The new measure would allow the Department of Administration to authorize new rules regarding behavior on Captiol Mall properties. The bill would also allow the department's director to take legal action to preempt certain activities planned for the Capitol Mall.

"How are you going to do this?" asked Boise Democratic Rep. Phyllis King to Administration director Teresa Luna.

"We currently have the authority to manage and maintain the property," said Luna. "But we don't have the authority to promulgate rules and manage behavior."

The committee room was packed, once again, with supporters of the Occupy Boise encampment, which has been in place since early November.

"I really think your time could be spent on much more important issues," said Kay Marquardt. "Many of you have become an embarrassment to the citizens of Idaho."

But Marquardt was gaveled by Committee Chairman Iona Republican Rep. Tom Loertscher.

"I'm finished," said Marquardt.

A number of Occupy sympathizers began calling the measure a "Luna Law," referring to Teresa Luna, who happens to be the sister of Superintendent of Public Instruction Tom Luna, whose education reform bills were dubbed "Luna Laws."

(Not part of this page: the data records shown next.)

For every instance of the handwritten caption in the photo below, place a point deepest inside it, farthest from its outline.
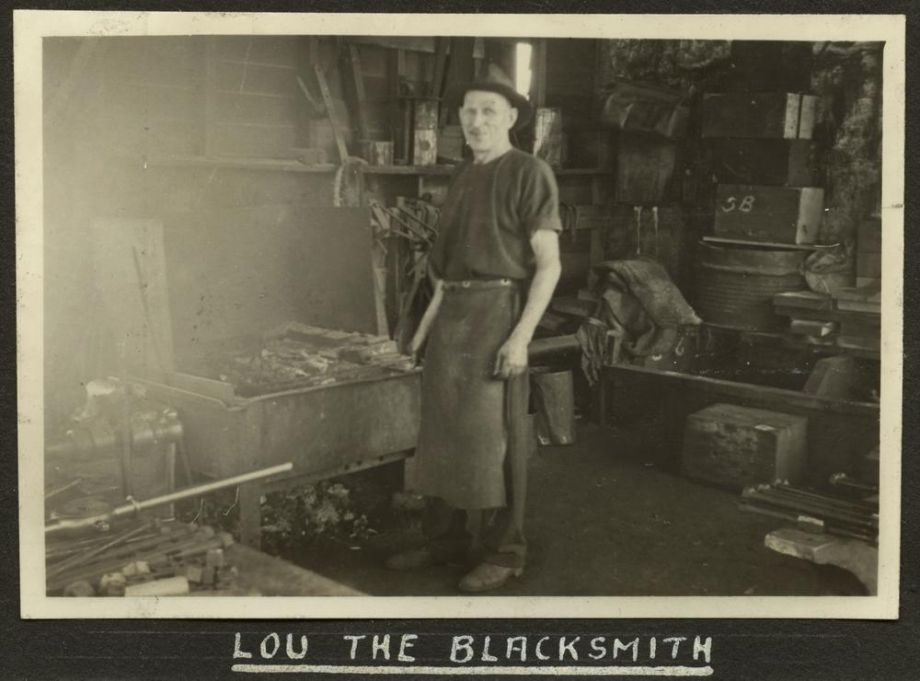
(410, 653)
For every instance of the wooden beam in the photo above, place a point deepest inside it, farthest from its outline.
(538, 81)
(331, 112)
(357, 75)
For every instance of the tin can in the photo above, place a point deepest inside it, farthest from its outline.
(377, 153)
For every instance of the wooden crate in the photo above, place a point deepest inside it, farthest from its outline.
(646, 167)
(770, 115)
(791, 163)
(783, 215)
(737, 446)
(769, 65)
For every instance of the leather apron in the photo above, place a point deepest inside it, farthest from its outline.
(473, 443)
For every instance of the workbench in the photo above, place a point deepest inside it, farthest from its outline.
(264, 575)
(323, 430)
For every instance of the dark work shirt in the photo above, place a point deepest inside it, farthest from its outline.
(489, 215)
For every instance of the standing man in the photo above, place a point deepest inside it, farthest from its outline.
(494, 265)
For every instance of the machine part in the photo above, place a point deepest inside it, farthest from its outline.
(135, 506)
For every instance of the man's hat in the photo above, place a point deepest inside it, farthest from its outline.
(493, 79)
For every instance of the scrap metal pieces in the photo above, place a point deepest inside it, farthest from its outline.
(139, 560)
(814, 511)
(298, 355)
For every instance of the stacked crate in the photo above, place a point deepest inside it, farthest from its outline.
(764, 160)
(647, 219)
(767, 199)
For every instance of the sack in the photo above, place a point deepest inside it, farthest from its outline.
(646, 108)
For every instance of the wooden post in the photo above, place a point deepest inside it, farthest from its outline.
(250, 500)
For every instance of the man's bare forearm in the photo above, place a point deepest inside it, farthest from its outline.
(538, 298)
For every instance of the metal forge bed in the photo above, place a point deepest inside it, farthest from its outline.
(359, 410)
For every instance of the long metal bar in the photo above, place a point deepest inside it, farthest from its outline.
(179, 495)
(818, 502)
(83, 558)
(825, 514)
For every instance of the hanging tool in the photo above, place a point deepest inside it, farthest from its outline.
(637, 214)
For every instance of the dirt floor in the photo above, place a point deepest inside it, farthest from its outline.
(601, 521)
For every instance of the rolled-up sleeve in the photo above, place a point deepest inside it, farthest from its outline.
(538, 207)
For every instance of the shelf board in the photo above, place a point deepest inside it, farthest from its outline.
(292, 166)
(444, 169)
(408, 170)
(237, 163)
(765, 244)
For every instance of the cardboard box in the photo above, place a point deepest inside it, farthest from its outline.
(736, 446)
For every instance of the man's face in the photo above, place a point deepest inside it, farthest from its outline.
(486, 117)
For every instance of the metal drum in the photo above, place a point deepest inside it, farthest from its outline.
(737, 284)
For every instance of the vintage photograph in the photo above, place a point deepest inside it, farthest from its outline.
(542, 312)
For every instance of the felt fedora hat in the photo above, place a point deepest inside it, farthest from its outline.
(493, 79)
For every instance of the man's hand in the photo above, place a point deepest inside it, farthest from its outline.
(415, 347)
(511, 359)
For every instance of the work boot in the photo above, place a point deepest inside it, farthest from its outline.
(426, 556)
(488, 576)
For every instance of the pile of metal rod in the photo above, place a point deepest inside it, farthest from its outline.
(853, 518)
(118, 552)
(145, 557)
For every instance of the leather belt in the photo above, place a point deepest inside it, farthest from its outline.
(477, 284)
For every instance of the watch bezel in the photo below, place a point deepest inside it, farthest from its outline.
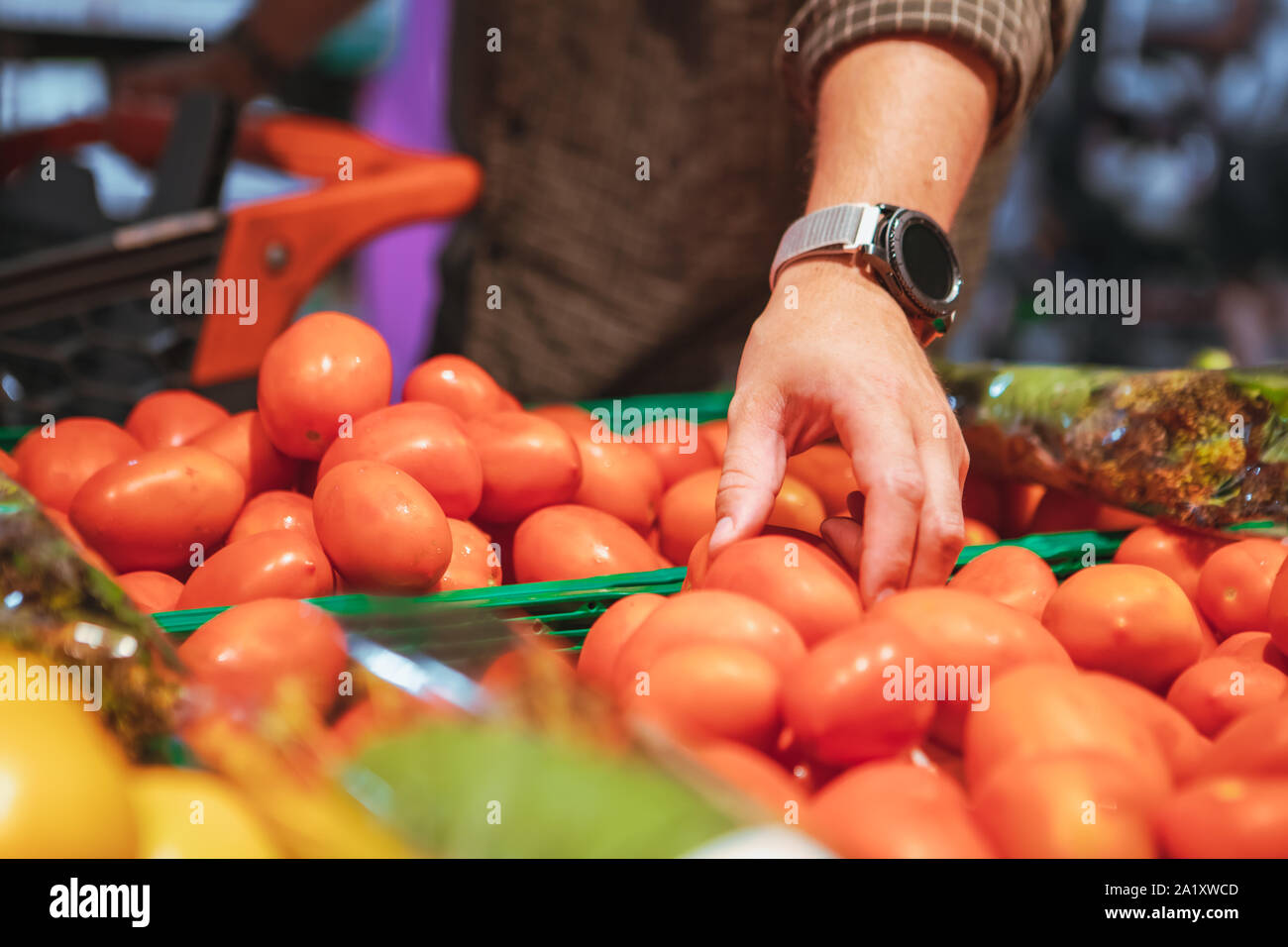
(939, 308)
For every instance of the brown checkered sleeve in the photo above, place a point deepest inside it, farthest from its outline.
(1022, 40)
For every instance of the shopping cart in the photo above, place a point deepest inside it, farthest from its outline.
(88, 325)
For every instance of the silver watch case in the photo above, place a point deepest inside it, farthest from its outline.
(877, 247)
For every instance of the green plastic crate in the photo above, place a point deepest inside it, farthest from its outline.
(570, 608)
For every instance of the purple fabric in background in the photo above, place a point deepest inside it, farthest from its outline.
(406, 103)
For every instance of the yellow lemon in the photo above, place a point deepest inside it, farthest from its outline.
(62, 776)
(188, 813)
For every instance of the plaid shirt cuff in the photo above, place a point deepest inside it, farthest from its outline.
(1021, 39)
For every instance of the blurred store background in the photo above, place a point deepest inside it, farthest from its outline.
(1157, 157)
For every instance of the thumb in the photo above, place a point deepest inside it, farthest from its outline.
(754, 464)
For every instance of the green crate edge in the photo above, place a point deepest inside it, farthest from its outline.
(571, 607)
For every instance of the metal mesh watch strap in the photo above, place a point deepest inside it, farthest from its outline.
(835, 230)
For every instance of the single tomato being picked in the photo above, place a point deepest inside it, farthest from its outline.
(798, 579)
(381, 528)
(845, 701)
(1012, 575)
(320, 375)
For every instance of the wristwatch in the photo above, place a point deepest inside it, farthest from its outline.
(905, 249)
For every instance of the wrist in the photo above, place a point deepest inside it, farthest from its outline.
(833, 289)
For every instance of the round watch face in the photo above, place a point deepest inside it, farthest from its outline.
(926, 258)
(922, 262)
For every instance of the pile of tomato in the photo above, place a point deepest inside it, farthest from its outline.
(1137, 709)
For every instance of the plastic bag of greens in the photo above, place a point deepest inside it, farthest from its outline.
(1199, 449)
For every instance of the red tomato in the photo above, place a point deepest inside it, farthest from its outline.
(1019, 502)
(1228, 817)
(460, 384)
(692, 617)
(1253, 646)
(678, 449)
(423, 440)
(894, 809)
(528, 463)
(709, 690)
(475, 564)
(1012, 575)
(1128, 620)
(570, 541)
(147, 513)
(274, 509)
(1069, 805)
(243, 441)
(77, 541)
(616, 476)
(1252, 745)
(323, 372)
(755, 775)
(1235, 585)
(1172, 551)
(688, 512)
(829, 472)
(254, 651)
(1214, 692)
(979, 534)
(970, 641)
(1181, 745)
(307, 480)
(846, 701)
(1276, 609)
(609, 633)
(55, 467)
(802, 582)
(1042, 710)
(380, 528)
(172, 418)
(277, 564)
(151, 591)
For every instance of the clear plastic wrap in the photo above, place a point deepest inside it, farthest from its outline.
(1201, 449)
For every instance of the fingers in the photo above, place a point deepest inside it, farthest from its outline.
(893, 486)
(941, 532)
(754, 464)
(845, 536)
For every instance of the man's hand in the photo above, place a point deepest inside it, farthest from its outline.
(901, 120)
(845, 363)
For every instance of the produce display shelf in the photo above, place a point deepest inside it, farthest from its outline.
(568, 608)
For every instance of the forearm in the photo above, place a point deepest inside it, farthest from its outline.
(902, 121)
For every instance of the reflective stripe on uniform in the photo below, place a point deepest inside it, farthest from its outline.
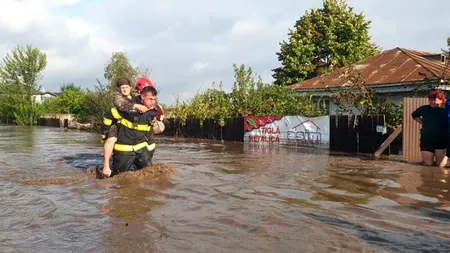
(134, 126)
(107, 121)
(126, 123)
(115, 113)
(131, 148)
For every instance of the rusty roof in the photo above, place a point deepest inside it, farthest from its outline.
(392, 66)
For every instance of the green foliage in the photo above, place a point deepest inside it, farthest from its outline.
(71, 101)
(323, 40)
(248, 96)
(20, 74)
(357, 96)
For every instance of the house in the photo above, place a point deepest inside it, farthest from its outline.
(41, 96)
(395, 73)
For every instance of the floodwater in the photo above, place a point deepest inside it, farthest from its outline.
(220, 198)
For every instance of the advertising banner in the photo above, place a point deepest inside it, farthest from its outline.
(288, 130)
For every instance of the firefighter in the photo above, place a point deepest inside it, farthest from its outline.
(135, 145)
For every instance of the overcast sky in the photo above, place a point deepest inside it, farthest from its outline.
(189, 44)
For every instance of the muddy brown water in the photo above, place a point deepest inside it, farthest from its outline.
(220, 198)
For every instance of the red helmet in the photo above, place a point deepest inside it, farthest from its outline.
(143, 82)
(159, 113)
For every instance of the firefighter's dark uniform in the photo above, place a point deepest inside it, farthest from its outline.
(135, 145)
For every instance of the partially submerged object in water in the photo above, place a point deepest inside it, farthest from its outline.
(155, 171)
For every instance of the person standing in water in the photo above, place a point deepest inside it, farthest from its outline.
(434, 131)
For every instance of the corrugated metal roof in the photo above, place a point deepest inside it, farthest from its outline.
(392, 66)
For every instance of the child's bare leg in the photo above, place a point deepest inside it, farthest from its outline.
(108, 149)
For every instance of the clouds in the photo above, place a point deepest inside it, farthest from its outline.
(190, 44)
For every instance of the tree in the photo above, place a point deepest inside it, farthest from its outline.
(119, 65)
(72, 98)
(20, 74)
(323, 40)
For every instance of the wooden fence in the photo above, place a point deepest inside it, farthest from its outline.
(358, 134)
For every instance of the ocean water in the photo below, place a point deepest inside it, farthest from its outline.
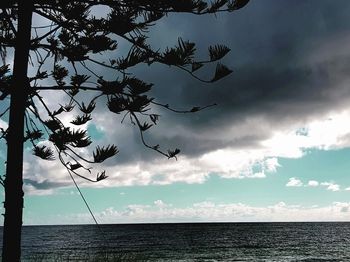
(189, 242)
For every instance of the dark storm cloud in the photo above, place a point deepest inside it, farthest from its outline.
(282, 73)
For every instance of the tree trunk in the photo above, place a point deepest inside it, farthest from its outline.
(11, 250)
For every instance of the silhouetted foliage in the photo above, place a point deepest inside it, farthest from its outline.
(65, 53)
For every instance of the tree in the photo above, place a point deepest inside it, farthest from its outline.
(64, 53)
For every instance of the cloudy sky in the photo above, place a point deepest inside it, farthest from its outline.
(275, 148)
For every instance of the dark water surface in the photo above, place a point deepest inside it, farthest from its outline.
(189, 242)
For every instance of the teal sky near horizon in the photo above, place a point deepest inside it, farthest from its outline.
(318, 165)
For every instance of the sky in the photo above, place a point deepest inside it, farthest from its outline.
(275, 148)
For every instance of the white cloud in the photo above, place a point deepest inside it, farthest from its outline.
(294, 182)
(313, 183)
(331, 186)
(209, 212)
(327, 133)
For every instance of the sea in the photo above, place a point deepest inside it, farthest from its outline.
(188, 242)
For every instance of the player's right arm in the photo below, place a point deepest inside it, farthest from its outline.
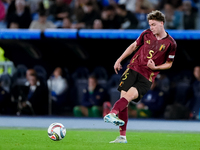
(126, 53)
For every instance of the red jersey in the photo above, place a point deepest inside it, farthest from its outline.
(149, 47)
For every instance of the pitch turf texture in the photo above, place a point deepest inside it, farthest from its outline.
(37, 139)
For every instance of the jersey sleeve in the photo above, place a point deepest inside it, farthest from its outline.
(172, 52)
(140, 39)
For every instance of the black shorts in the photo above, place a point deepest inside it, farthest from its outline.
(131, 78)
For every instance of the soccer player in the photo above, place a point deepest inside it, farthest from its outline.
(154, 51)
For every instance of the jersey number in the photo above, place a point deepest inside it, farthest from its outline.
(150, 54)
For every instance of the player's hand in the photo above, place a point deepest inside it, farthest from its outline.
(117, 67)
(151, 64)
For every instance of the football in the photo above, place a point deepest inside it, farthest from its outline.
(56, 131)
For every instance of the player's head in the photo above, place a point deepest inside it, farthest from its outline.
(156, 21)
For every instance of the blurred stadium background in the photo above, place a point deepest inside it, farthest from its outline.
(82, 48)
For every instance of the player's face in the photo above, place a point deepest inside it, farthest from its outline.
(155, 26)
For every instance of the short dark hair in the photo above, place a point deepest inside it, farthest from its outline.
(156, 15)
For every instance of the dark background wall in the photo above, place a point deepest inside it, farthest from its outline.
(71, 54)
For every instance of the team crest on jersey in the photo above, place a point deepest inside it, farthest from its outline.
(162, 47)
(148, 41)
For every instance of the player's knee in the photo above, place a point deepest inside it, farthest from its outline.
(77, 111)
(96, 111)
(131, 94)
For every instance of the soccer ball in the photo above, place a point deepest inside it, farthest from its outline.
(56, 131)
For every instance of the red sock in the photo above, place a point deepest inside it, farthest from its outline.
(120, 105)
(123, 115)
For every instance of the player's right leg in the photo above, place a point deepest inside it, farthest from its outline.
(120, 105)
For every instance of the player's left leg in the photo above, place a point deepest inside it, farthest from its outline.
(123, 115)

"People keep referring to this as a Luna law," said Idaho Falls Republican Rep. Erik Simpson. "That's crossing the line. We can't make this so personal."

Loertscher agreed.

"We would appreciate it if you could keep your attacks on individuals at bay," said Loertscher.

Ultimately, the bill passed on a party-line vote to move the measure for full House consideration.

But Occupiers said they were planning on issuing an eviction of their own, against what they said were the "corrupt members of this legislative body."

When Loertscher ordered them removed, the protesters were escorted out by law enforcement.